The other problem that arises, is that you have no idea what type of mod you’re downloading. This is especially prevalent when it comes to Formula One mods, as there can be multiple mods replicating the same season, and it’s up to you to figure out which one is the best through trial and error.
Those who don’t want to clutter their hard drive with dozens of different Formula One mods of varying quality in order to participate in pick up races are essentially forced to say fuck it and sign up for a league on a trustworthy website, even if the league uses cars they aren’t familiar with. This at least guarantees you’ll be introduced to quality mods and competitive racing, although again, if you want to play rFactor 2 for more than an hour or two each week against human opponents, too bad.
Sites like the numerous sim racing subreddits, VirtualR, the iRacing Forums, and RaceDepartment are often swarming with activity at all hours of the day, with users happily discussing their favorite racing sims well past their bed times.
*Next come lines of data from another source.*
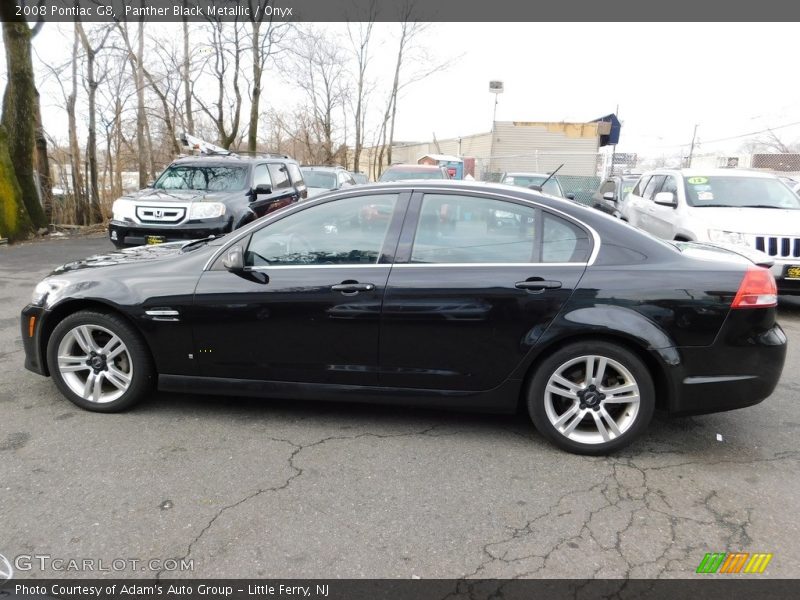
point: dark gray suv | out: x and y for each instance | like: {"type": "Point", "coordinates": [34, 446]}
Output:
{"type": "Point", "coordinates": [200, 196]}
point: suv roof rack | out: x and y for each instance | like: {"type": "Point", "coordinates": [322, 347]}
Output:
{"type": "Point", "coordinates": [208, 149]}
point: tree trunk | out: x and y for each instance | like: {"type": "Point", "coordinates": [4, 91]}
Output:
{"type": "Point", "coordinates": [14, 221]}
{"type": "Point", "coordinates": [19, 117]}
{"type": "Point", "coordinates": [141, 116]}
{"type": "Point", "coordinates": [252, 132]}
{"type": "Point", "coordinates": [43, 163]}
{"type": "Point", "coordinates": [95, 214]}
{"type": "Point", "coordinates": [187, 86]}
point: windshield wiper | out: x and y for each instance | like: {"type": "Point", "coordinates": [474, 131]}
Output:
{"type": "Point", "coordinates": [762, 206]}
{"type": "Point", "coordinates": [194, 243]}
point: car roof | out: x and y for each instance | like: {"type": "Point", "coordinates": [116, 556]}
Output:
{"type": "Point", "coordinates": [231, 160]}
{"type": "Point", "coordinates": [696, 172]}
{"type": "Point", "coordinates": [525, 174]}
{"type": "Point", "coordinates": [416, 167]}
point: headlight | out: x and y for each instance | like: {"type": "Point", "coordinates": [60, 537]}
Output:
{"type": "Point", "coordinates": [45, 288]}
{"type": "Point", "coordinates": [206, 210]}
{"type": "Point", "coordinates": [727, 237]}
{"type": "Point", "coordinates": [122, 209]}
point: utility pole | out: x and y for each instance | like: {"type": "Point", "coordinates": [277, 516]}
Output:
{"type": "Point", "coordinates": [691, 148]}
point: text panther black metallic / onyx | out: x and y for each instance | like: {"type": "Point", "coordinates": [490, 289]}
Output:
{"type": "Point", "coordinates": [410, 293]}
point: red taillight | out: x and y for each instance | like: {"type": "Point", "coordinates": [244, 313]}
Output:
{"type": "Point", "coordinates": [757, 290]}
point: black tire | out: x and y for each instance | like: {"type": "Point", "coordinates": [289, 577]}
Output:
{"type": "Point", "coordinates": [595, 401]}
{"type": "Point", "coordinates": [133, 362]}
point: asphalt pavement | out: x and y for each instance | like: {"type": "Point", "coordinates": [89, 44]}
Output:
{"type": "Point", "coordinates": [208, 486]}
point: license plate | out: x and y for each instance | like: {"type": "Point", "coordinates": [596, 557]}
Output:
{"type": "Point", "coordinates": [792, 272]}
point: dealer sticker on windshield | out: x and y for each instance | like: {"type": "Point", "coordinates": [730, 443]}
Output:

You would think that all of these people would have no problem jumping on their sim of choice for a few laps or even a race or two, but in reality the online landscape is quite a bit different than what one would expect from a community this passionate. Despite these games being marketed to auto racing enthusiasts and computer geeks across the planet at very reasonable prices, the current online environment in sim racing is extremely sparse, spread across numerous titles and often in secluded communities with very little tangible activity.
Try as much as you’d like to sugar-coat it, a room with four other random drivers isn’t fun.
It is as if everyone has made a conscious decision to treat these $30 video games as a replacement for Recreation League Football, and then refuse to even go near a soccer ball during the rest of the week. Setting aside a few hours of one night to run in one race, and then retreating to the various different community message boards is now the norm. As someone who wants to race not just on Saturday at noon, but on Tuesday evening and maybe even Monday afternoon as well, there’s literally nothing to do until League Day and it kind of sucks since now I have all these racing sims installed on my PC that don’t get a whole lot of use. It’s like I paid an entry fee to Men’s League Football instead of bought a video game from Steam.
Why? You tell me. Maybe I just need to quit my job and adapt a sleeping pattern putting me in line with European timezones.